Alles begann mit Bensmanns Blog, in dem er über Wasser und Nachhaltigkeit schreibt und dessen Leser irgendwann wissen wollten, wo man „wasserneutrale“ Kleidung herbekomme. „T-Shirts wurden dann unser erstes Produkt“, sagt Laudon. Bensmann lebt inzwischen in der Schweiz und schreibt von dort aus seinen Blog. Dafür gehört seit dem 1. August Wanja Weskott, 30, zum Team, dem der Onlinehandel mit grünen Produkten aus seiner Zeit als Projektmanager beim Avocadostore bekannt ist und der zwei Jahre lang als Juniorchef die Eimsbütteler Kult­bäckerei Kleine Konditorei leitete.

Im April sind die Gründer mit ihrem Unternehmen von Hammerbrook in die Schanze gezogen.

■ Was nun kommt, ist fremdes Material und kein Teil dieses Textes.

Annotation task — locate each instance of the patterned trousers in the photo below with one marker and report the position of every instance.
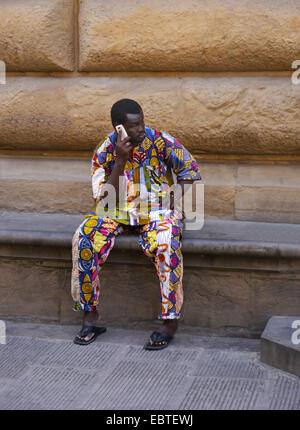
(160, 241)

Als Christoph Laudon, 29, Hydrophil gründete, hoffte er, von dem Geld, das das Unternehmen abwerfen würde, einmal im Jahr in den Urlaub fahren zu können. Inzwischen leben Laudon und Weskott von den Einnahmen. „Nicht gut, aber es geht. Das hätten wir nie erwartet.“ Zehn Prozent spenden die Unternehmer, die zwar nicht mehr aktiv, aber noch Vereinsmitglieder sind, an Viva con Agua.

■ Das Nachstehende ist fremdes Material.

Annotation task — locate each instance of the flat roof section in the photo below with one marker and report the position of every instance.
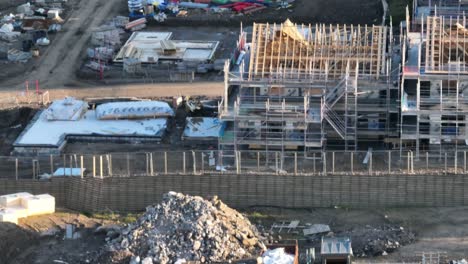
(152, 47)
(52, 133)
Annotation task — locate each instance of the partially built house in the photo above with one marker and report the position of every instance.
(434, 111)
(307, 87)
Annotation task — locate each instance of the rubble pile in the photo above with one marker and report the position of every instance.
(376, 241)
(188, 228)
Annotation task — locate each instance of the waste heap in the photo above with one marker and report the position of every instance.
(184, 227)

Zurzeit beinhaltet der Hydrophil-Onlineshop 38 Produkte, demnächst soll Kaffee dazukommen, der nach der Ernte statt gewaschen zu werden, in der Kirsche fermentiert, danach in Hamburg geröstet und in Recycling­tüten verpackt, verkauft werden soll. Auch verschiedene Geschäfte verkaufen die „wasserliebenden Produkte“, in Hamburg unter anderem auf St. Pauli der Vegan-Supermarkt Twelve Mon­keys und der Kunstkiosk an der Paul-Roosen-Straße. Gerade war Wanja Weskott in China. Dort werden die Zahnbürsten, bis heute 100.000 Stück, produziert. Ob die Herstellung ihrer Produkte in Deutschland nicht sinnvoller sei, werden die Unternehmer öfter gefragt. „Wir lassen einiges auch hier produzieren. Aber Bambus wächst nun mal in China“, sagt Laudon. Dass die Hydrophil-T-Shirts aus Bangladesch kommen, halte er nicht für problematisch. „Es ist keine Lösung, die Produktion aus diesen Ländern komplett abzuziehen. Unsere T-Shirts haben sieben Siegel und damit eine hohe Überprüfbarkeit der Herstellung.“

Dirk Petersen, Umweltexperte der Verbraucherzentrale Hamburg, lobt den Ideenreichtum junger Start-ups wie Hydrophil. „Der Grundgedanke von wassersparend hergestellten Produkten gefällt mir sehr gut. Allerdings müssen die Unternehmen viele Dinge beachten, die unter anderem die Anbauverfahren, Transportwege und -arten sowie die Behandlung der Rohstoffe betreffen“, sagt Petersen. Am Ende sei das Ergebnis in seinem Umfang den Verbrauchern kaum verständlich darzustellen. „Wichtig ist aber vor allem, dass die Unternehmer in der Lage sind, konkrete Fragen zu ihren Produkten positiv beantworten zu können.“

Hydrophil wolle gar nicht „einfach nur öko“ sein, sagt Laudon. „Unsere Produkte müssen auch schön sein und einfach zu konsumieren.“ Dass sie selbst darauf achteten, dass ihre Kleidung, Essen und andere Dinge wassersparend hergestellt werden, sei selbstverständlich. „Aber in der Gesamtheit funktioniert das gar nicht. Dafür müsste man wahrscheinlich im Wald leben“, sagt Wanja Weskott. „Es geht uns mehr darum, einen Schritt in die richtige Richtung zu machen und unsere Produkte ständig weiterzuentwickeln“, so Laudon. Bald gibt es eine Ergänzung zu Hydrophils Vorzeigeprodukt: Zahnbürstengarderoben – hergestellt aus heimischen Hölzern.